Le travailleur n’était plus payé « aux pièces », et sa charge de travail, alors pondérale, était facilement évaluable : nombre d’heures travaillées x nombre de kilos à transporter, ou de gestes opératoires à effectuer.

Comme son nom l’indique, le « repos » hebdomadaire né en juin 1906 consistait à reposer les bras de l’ouvrier métallo.

Enfin, une autre loi, celle de la pesanteur, lui interdisait d’emporter le soir une Ford T noire à la maison pour la terminer.

Ce système reste d’actualité pour la majorité des salariés français.

Mais le travail intellectuel, avec son don d’ubiquité facilité par les TIC, a remis en cause ce calcul d’une charge pondérale.

Car pour un travailleur du savoir, ce sont rarement les 2 kg du portable qui lui « pèsent sur le système » : c’est sa charge mentale, informationnelle et communicationnelle : les 78 mails quotidiens, les groupes Slack de l’entreprise, et WhatsApp créés entre collègues.

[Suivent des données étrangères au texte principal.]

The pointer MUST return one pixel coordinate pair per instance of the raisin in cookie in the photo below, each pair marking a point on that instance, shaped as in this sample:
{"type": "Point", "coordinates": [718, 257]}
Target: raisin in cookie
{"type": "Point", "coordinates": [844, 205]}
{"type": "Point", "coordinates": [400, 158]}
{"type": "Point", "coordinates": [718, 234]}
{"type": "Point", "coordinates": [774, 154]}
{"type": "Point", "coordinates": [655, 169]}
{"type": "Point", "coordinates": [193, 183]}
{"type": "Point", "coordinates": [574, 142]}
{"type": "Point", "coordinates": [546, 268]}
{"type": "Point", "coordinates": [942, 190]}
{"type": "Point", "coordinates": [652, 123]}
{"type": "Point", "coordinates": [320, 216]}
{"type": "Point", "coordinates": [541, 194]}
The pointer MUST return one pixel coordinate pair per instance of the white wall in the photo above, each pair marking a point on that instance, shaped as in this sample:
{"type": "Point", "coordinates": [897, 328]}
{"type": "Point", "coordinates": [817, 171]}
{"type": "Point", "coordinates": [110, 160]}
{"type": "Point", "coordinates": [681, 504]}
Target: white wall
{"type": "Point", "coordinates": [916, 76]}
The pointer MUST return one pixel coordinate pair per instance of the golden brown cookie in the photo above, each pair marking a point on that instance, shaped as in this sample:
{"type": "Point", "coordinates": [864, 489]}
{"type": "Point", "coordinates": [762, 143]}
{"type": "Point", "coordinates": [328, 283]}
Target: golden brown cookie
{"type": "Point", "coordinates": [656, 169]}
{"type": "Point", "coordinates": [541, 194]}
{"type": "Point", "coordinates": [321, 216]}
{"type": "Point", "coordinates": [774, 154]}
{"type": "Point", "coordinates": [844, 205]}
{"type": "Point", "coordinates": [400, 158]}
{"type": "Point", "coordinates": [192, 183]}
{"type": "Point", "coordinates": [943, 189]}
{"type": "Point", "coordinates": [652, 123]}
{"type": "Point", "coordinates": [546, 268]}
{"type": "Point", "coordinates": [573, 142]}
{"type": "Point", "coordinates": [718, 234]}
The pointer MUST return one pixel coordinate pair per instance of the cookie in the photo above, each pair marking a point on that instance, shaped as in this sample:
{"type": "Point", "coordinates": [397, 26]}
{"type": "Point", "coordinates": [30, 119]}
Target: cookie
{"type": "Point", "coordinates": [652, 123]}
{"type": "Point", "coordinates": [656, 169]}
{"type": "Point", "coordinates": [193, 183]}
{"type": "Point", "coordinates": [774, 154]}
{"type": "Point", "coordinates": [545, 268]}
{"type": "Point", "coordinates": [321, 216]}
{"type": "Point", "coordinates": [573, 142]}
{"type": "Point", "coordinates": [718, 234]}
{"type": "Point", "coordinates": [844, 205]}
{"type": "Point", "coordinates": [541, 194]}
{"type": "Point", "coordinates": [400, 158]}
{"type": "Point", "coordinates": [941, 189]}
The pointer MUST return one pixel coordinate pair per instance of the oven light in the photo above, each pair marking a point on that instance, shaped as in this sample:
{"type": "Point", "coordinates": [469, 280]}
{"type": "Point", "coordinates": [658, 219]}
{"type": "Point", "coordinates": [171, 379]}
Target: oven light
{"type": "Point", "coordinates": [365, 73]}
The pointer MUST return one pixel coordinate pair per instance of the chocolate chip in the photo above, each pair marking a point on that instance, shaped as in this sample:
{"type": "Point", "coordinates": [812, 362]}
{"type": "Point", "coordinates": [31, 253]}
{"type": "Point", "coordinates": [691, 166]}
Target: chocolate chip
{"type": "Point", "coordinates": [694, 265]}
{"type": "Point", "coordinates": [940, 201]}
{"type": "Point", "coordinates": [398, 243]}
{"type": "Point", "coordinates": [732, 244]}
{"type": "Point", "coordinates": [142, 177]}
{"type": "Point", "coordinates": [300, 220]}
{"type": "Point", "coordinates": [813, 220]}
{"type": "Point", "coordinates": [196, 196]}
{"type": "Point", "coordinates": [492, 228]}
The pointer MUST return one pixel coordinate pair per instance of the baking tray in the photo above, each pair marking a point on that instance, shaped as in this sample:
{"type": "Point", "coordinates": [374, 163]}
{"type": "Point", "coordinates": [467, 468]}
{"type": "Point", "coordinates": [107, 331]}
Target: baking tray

Alors calculer à la minute près son temps de travail relève du ridicule : c’est d’ailleurs le réaliste aveu qu’a fait le législateur de janvier 2000 en créant le forfait-jours. Est alors apparu le contrôle de la charge : « L’accord collectif détermine les modalités selon lesquelles l’employeur assure l’évaluation et le suivi régulier de la charge de travail du salarié » (L. 3121-64).

Circonstance aggravante : si le travail physique a une fin visible (« nickel chrome »), un travail intellectuel n’est jamais vraiment fini car toujours améliorable, peu important le lieu de travail. Le télétravail 2020-2021 a accentué cette dichotomie : alors comment assurer une charge de travail raisonnable ?

 

Évaluer la charge de travail ?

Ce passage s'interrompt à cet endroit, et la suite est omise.